Minutes later, they arrive and she gives the frightened creature a consoling lick on the head. 

Go on, grab a Kleenex.  Nature is such a powerful teacher.  If I'm being very honest, sometimes I'm afraid that I'm messing this whole motherhood thing up.  Should I be spending more time with him?  Should I be scolding him in different ways?  He's not even 2 yet so he can't always find the words to communicate with me and I sometimes imagine this silent scream (which is not often silent) coming from within him out of frustration that I just don't get it.

Mama said there'd be days like this

Last night Jack woke up in a fit of screaming.  He's getting his 2 year molars in and I can only imagine the agony.  In a reverse of the mother lion I ascended the cliff, otherwise known as our stairs and found my cub.  I brought him back downstairs to sleep with us in our bed.  Eventually, this amounts to his feet digging into Trevor's back and his skull nestled in between my shoulder blades.  From an aerial point of view, we make a big letter H.

Happy haphazard harbor

Trevor and I have oft repeated the parental mantra, "he won't be this little forever" and we wearily tell this to each other as we lay there preparing for what will be a long night.  Before Jack begins his bedtime break dance routine I feel his little warm body nestled against mine.

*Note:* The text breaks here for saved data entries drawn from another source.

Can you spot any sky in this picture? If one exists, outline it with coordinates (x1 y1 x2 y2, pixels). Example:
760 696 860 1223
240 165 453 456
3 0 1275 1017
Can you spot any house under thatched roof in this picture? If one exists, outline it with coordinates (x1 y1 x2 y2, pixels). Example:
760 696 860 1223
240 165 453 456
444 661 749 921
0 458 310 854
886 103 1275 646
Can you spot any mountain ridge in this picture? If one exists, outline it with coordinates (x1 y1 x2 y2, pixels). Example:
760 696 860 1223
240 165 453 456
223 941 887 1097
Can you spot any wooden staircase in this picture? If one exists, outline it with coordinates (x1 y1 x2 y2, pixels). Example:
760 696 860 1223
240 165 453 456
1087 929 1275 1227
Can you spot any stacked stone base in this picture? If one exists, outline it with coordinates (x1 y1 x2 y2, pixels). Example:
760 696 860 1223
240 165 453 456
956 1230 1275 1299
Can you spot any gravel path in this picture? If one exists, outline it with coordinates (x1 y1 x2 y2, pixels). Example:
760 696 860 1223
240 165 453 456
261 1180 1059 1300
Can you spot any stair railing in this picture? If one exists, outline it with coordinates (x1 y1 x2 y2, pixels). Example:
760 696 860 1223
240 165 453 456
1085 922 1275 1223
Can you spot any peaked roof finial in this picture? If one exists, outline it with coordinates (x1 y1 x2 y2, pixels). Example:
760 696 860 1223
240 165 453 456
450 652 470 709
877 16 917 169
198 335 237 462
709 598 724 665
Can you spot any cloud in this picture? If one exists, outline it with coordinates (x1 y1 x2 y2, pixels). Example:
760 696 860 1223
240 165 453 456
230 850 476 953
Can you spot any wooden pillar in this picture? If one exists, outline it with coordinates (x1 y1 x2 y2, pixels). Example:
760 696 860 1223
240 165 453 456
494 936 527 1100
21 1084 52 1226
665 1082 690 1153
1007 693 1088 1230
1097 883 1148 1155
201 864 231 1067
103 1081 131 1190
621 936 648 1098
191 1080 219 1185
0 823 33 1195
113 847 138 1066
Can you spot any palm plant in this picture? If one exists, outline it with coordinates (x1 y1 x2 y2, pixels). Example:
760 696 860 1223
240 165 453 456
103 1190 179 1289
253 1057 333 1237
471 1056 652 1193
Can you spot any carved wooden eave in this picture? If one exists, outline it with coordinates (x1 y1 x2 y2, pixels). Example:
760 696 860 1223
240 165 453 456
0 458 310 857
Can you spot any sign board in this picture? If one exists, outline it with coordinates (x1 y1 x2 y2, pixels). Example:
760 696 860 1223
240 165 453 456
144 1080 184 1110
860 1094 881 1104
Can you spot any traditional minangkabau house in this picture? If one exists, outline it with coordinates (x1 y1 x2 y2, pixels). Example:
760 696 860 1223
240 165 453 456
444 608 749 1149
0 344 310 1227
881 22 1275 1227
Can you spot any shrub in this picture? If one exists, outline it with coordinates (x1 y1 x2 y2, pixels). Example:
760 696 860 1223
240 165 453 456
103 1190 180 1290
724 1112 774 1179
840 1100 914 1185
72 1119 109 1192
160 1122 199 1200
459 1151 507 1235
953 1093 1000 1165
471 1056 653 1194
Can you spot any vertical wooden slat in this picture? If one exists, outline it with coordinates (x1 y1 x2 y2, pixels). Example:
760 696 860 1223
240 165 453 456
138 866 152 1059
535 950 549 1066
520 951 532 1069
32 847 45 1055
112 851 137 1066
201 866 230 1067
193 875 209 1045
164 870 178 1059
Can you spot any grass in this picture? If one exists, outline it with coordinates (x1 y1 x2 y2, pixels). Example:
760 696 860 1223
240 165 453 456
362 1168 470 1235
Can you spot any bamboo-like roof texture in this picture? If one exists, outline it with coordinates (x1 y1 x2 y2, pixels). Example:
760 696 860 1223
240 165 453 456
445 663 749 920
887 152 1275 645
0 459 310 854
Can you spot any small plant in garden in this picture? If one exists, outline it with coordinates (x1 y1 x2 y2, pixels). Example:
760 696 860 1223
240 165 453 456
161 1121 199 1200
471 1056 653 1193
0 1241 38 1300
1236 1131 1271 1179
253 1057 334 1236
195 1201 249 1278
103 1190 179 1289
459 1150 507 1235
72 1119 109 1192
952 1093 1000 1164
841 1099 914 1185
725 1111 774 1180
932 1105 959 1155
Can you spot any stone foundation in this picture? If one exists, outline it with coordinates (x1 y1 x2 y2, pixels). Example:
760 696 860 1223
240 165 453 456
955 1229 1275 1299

"Is he spooning me?" I ask.

"Ha. Yeah." says Trevor.

"Good." I reply.

I can't always be with my cub.  That's what separates us from the mother lions I suppose. Because I'd descend any cliff to rescue him, that's for sure.  So I think about the ways I am there for him and the times I do make sacrifices for him and that brings me some comfort even when I lose sleep.  I know that someday Jack will be making me lose sleep when he's not under my roof, when he's far, far away at school or work or with his own family.  I'll lose sleep in a warm bed with lots of room to roll around because he's no longer here.  So I will allow myself to lose sleep knowing that his little body is next time mine breathing and dreaming.  

And every new day is a fresh start as a mom.  I'll mess things up, I'll make things right.  I'll feel alternately racked with guilt and bursting with pride at the choices I make and the wonder that is my son.

And I know that he won't be this little forever, but he will always be my cub.

Incidentally, I can also tell you another thing that separates us from the lions.  Here's one last photo from that article.  Notice the three lionesses and the one clearly enlightened male lion attempting to climb down the cliff?  Notice the other male Lion relaxing off to the side?  Most likely thinking of his next hunt or the upcoming presidential election between Simba and Timon.  Well that ain't our daddy lion.  Before I ascended those stairs last night, Trevor had already gone up and I found him holding our cub whispering in Jack's ear as tears streamed down those tiny cheeks that everything would be alright.

With a pride like that, there's no way we'll mess this up.

"Looks like they have a good handle on the situation."